Non mais quel scandale !
Vous vous rendez compte, tous ces banquiers qui profitent de l'argent public pour s'octroyer des primes indécentes alors qu'ils ont fait connerie sur connerie ?
Je la voyais pas comme ça, la prime à la casse.
Bon, trève d'âneries, s'il vous plaît, et essayons un peu de se servir de nos têtes. Oui, pour les coups de boule aussi, mais d'abord pour réfléchir un peu - juste un peu, partez pas mesdames.
Ca vous paraît pas bizarre, à vous, toutes ces affaires de primes, bonus et autres parachutes dorés, qui éclosent dans la presse jour après jour ? Franchement, les patrons de banque, ils devaient bien se douter que ça leur pèterait à la tronche, ces arnaques-là. En plus, ça apparaît dans Libé, la bonne conscience de la gôche.
Ben pour tout vous dire (enfin, sur le sujet, hein, on n'est pas sur Confessions Intimes, ici), j'ai l'impression que ça cache quelque chose. Je m'explique.
Pourquoi les banquiers s'octroient-ils scandaleusement ces bonus en sachant pertinemment que ça va faire scandale ? Peut-être justement pour que ça fasse scandale. Au moins, quand on parle de ça, on parle pas d'autre chose.

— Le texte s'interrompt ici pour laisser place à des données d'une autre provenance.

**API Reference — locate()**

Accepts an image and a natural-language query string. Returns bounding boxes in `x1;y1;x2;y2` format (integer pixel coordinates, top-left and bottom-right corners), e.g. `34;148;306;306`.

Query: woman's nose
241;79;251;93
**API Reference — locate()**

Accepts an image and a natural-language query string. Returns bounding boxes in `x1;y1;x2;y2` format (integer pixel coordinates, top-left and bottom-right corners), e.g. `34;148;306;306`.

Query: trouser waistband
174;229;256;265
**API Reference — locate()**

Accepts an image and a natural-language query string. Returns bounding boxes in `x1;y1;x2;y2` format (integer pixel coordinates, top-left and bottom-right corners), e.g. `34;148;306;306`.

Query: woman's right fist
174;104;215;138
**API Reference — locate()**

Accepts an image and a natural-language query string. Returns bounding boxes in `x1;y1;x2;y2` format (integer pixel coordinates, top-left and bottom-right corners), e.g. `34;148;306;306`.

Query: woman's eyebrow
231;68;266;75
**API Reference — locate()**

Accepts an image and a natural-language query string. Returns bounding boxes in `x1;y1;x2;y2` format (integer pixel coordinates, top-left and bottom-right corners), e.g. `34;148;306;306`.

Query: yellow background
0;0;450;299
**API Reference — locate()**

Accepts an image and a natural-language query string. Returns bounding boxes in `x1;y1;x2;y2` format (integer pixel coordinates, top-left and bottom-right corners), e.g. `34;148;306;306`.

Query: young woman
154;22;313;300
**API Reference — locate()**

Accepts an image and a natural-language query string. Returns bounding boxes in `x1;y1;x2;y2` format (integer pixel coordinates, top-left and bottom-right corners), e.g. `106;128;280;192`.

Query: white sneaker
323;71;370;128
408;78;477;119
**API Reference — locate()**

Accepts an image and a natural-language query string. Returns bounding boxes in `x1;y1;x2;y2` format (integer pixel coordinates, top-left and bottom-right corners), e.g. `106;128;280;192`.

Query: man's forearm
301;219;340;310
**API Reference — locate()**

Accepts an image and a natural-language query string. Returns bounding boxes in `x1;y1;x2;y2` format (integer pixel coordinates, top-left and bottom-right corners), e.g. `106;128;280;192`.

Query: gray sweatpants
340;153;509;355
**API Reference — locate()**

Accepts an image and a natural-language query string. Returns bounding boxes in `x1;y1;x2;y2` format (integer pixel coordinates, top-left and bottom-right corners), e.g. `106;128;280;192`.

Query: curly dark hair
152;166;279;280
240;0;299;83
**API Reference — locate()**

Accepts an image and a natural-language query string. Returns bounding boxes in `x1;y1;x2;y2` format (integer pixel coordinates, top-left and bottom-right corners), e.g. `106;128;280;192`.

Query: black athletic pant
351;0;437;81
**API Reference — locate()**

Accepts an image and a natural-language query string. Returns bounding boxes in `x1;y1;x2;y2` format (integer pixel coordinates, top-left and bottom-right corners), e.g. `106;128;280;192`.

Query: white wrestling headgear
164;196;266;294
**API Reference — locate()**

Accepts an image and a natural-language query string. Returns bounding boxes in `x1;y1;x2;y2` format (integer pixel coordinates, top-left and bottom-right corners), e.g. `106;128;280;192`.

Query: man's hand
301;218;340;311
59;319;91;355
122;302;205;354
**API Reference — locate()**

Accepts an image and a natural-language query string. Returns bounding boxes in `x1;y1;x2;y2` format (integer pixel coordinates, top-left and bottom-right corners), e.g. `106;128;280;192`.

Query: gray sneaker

Parce que les bonus, parachutes dorés et autres gratifications, quand on sortira de la période de crise et de gaspillage de fonds publics en plans de sauvetage inutiles, ça va reprendre de plus belle. Il suffit aux banquiers et traders d'attendre deux ou trois ans (allez, ils pourraient même attendre jusqu'à la réélection de Sarko en 2012) avant de se regoinfrer ; juste une petite pause digestive, quoi.
Mais le principal, c'est que ça fait parler, ça fait réagir Roger au Café du Commerce.
Hop, "et si on faisait une loi sur la rémunération des patrons ?" dit Sarko-le-démago. "Ah non", répond Lolo Parisot. "Bon, les bonus, c'est mal, on va quand même pas légiférer sur tout, quand même", dit Guaino. Numéro de clowns à trois, avec Auguste, Monsieur Loyal et la Mère Denis en guest. Le bon peuple a toujours bien aimé les clowns. (1)
Il n'y aura pas de loi, ou alors une loi inapplicable, vous en faites pas. Y'aura des gros yeux, des "c'est pas bien", des "rendez les sous", et si ça se trouve, les sous seront rendus par les abuseurs contrits qui jureront qu'ils regrettent, qu'à l'avenir ils seront de bons citoyens juste à peine un peu pétés de thunes.
Le bon peuple sera content, Sarkozy il est trop fort, il est trop de gôche quand il veut, il sait trop se faire obéir des patrons au doigt et à l'oeil. Sarkozy dira en 2012 : "j'ai moralisé le capitalisme, regardez, y'a plus de bonus ni de parachute doré - dans ton cul, la gôche" (2).
Et puis tout redeviendra comme avant ; rien n'aura été fait pour éviter que la finance prenne des risques inconsidérés aux conséquences dramatiques, mais pendant deux ou trois ans, les patrons auront été raisonnables. Enfin, ils auront gagné des sommes seulement astronomiques et non pas indécentes(3). C'est ça, être raisonnable et civique dans le monde selon Sarkozy.
(1) N'a-t-il pas élu Chirac ?
(2) Enfin, j'imagine qu'il le dira comme ça.
(3) Au fait, ça commence où, l'indécence, en matière de rémunération ? Faudra que je traite de ça dans mon étude sur les gros bourgeois.